Als er das letzte Blatt Fotopapier aus dem Fixierbad zieht, verrät ihm der Blick auf die Uhr, dass es bereits halb zwei geworden ist. Da er trotz der fortgeschrittenen Stunde noch keine Müdigkeit verspürt, sein Geist im Gegenteil viel zu aufgedreht ist, rafft er die Fotos zusammen und nimmt sie, zusammen mit seinem Koffer und seiner Jacke ins Wohnzimmer mit, wo er sie auf dem Fußboden ausbreitet, um sie dort einer weiteren Inspektion zu unterziehen, in der stillen Hoffnung, unter Umständen doch noch ein Detail auf den nunmehr großformatigen Abzügen auszumachen, das Thorwald und ihm zuvor entgangen ist, obgleich sie die Originalabzüge am Samstag und Sonntag noch mehrere Male gemeinsam einer gründlichen Prüfung unterzogen haben, wobei er sich nunmehr zunächst die sechs vergrößerten Einzelporträts einprägt, ehe er sich daranmacht, die übrigen Aufnahmen Stück für Stück unter die Lupe zu nehmen. Zu wirklich neuen Erkenntnissen vermag er allerdings auch nach sorgfältigster Prüfung nicht zu gelangen, dazu ist es offensichtlich unumgänglich, so seine abschließende Erkenntnis, irgendwie mehr über die Identität der abgelichteten Personen in Erfahrung zu bringen.

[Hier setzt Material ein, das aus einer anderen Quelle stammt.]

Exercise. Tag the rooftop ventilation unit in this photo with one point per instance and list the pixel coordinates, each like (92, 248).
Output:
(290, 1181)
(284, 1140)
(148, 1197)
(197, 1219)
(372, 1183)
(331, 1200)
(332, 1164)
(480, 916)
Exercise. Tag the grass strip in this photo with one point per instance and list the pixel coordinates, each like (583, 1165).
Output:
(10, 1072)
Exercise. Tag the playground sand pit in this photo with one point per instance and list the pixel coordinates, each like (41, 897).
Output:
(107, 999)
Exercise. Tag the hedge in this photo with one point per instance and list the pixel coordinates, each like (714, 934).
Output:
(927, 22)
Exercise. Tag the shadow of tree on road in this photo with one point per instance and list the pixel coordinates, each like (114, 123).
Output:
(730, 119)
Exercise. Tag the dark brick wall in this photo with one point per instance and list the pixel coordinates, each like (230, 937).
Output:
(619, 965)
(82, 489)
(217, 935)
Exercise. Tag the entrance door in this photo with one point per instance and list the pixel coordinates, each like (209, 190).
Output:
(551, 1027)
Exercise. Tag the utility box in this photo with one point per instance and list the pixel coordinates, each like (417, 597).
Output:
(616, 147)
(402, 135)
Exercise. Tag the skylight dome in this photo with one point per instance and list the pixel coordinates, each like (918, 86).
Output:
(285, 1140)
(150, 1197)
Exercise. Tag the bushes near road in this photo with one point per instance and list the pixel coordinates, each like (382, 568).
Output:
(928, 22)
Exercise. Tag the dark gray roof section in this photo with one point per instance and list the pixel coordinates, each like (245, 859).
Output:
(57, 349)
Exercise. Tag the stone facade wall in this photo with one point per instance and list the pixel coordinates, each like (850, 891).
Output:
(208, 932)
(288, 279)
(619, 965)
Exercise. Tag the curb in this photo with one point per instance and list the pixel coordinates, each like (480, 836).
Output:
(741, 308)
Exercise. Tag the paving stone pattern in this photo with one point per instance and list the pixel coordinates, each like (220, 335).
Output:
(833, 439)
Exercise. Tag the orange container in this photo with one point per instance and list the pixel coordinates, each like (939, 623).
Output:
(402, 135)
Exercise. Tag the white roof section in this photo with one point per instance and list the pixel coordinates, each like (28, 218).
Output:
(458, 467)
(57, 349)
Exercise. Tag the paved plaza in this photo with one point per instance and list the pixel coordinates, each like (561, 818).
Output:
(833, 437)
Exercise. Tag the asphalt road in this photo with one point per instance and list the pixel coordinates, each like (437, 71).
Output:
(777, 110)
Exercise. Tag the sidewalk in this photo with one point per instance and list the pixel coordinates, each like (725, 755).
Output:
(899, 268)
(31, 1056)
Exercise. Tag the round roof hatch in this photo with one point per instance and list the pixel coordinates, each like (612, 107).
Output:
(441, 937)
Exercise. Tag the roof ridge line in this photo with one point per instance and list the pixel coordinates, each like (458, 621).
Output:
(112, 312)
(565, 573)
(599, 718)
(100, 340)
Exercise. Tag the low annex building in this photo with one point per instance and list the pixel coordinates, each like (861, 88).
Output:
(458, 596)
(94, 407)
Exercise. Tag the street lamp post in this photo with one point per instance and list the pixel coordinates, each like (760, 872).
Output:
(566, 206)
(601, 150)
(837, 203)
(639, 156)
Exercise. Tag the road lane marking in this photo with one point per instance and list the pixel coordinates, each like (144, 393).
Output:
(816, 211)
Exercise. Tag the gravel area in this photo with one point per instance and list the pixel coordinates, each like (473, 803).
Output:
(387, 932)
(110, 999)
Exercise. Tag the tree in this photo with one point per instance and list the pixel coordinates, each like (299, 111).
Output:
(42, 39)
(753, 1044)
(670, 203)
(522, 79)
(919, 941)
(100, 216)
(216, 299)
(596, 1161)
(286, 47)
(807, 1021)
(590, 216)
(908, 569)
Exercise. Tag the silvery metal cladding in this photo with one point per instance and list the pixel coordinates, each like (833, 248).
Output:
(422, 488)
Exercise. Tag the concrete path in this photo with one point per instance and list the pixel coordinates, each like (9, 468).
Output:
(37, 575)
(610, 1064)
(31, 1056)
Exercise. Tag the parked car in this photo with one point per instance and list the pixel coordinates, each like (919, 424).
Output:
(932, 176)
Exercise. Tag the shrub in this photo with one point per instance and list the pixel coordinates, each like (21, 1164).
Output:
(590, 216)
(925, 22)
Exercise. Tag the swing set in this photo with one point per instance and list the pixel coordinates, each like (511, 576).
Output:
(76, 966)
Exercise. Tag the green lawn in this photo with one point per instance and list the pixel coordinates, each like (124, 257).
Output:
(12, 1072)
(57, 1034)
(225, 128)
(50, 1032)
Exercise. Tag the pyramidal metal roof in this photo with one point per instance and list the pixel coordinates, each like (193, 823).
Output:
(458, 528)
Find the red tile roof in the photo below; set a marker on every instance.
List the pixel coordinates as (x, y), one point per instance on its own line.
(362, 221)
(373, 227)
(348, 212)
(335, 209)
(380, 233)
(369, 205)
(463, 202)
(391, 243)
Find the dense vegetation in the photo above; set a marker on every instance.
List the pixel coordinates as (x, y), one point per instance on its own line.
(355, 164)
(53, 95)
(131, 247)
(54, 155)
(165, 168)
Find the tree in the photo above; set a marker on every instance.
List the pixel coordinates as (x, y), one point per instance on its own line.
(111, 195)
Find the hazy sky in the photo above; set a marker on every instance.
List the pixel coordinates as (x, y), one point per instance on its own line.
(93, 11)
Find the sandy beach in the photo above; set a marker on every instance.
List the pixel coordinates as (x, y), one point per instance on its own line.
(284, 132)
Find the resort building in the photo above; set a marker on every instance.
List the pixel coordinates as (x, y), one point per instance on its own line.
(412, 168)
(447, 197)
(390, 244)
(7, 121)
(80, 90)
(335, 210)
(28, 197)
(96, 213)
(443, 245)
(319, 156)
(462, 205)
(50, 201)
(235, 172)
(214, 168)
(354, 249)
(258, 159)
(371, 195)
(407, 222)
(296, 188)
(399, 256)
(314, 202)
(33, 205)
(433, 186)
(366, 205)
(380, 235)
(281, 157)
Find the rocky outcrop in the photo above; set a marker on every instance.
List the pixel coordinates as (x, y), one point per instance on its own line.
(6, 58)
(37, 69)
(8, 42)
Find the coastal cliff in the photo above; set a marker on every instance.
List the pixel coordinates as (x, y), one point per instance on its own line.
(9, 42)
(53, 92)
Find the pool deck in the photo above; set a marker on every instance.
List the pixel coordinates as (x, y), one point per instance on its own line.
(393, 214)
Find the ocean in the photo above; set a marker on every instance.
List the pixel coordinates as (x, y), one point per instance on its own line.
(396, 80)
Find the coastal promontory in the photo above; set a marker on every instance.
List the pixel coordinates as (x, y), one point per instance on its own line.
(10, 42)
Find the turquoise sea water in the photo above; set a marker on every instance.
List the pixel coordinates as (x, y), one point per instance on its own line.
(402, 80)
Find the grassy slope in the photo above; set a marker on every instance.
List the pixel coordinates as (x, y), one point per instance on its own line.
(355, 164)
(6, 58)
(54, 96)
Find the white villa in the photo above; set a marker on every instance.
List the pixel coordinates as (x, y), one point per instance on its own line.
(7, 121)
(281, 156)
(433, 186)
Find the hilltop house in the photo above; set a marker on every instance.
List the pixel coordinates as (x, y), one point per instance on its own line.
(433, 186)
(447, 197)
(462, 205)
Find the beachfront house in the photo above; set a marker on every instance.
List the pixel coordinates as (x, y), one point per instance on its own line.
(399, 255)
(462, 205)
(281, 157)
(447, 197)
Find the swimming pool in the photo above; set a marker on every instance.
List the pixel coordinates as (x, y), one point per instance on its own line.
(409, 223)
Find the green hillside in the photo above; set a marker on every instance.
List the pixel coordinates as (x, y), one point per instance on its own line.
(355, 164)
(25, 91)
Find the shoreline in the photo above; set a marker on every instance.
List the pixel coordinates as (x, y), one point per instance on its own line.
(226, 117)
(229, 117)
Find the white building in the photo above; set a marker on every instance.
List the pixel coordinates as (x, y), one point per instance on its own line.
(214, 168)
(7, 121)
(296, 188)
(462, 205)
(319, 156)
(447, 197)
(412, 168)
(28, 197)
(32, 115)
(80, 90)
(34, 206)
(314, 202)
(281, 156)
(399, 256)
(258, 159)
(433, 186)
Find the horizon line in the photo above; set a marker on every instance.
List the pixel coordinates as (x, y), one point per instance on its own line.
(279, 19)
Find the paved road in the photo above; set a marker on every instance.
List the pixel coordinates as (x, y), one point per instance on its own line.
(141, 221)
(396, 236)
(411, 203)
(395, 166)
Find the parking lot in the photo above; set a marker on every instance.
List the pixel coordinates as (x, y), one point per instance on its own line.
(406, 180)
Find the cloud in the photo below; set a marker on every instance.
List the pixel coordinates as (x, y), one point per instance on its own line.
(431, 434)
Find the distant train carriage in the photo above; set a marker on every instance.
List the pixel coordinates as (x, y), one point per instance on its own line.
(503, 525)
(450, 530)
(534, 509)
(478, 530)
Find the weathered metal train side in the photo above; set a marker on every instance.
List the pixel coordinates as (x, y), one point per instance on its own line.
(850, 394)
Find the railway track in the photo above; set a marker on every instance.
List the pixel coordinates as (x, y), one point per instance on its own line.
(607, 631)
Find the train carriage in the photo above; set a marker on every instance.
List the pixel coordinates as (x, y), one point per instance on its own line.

Da er nun zu wissen glaubt, wonach er in etwa zu suchen hat, stöbert er, in der vagen Hoffnung, möglicherweise doch noch den ein oder anderen Hinweis beziehungsweise weiteres in dieser Angelegenheit brauchbares Material zu finden, noch einmal Philipps Archiv durch - zu seiner Enttäuschung allerdings ergebnislos. ‚Andererseits war indes auch nicht viel anderes zu erwarten gewesen‘, muss er sich stillschweigend eingestehen. ‚Noch besteht ja die Möglichkeit, dass die Polizei mit den Aufnahmen etwas anzufangen weiß’, beschwichtigt er sich selber, um die sich aufs neue ausbreitende Verzweiflung einzudämmen, die ihm, kaum dass er im Hotel zurück und in sein Bett gefallen ist, eine weitere von Alpträumen geplagte Nacht beschert, in denen er seinen Bruder mal hämisch lachend als Drahtzieher dubioser Geschäfte, mal als blutüberströmten Zombie durch nächtliche Straßen hetzen sieht, auf der Flucht vor sich nicht zeigenden Gestalten, die ihm selbst auch des Öfteren an die Gurgel wollen und ihn so mehrmals im Laufe der restlichen Nachtstunden panikerfüllt aus den Wirrungen seiner allzu regen Traumwelt reißen.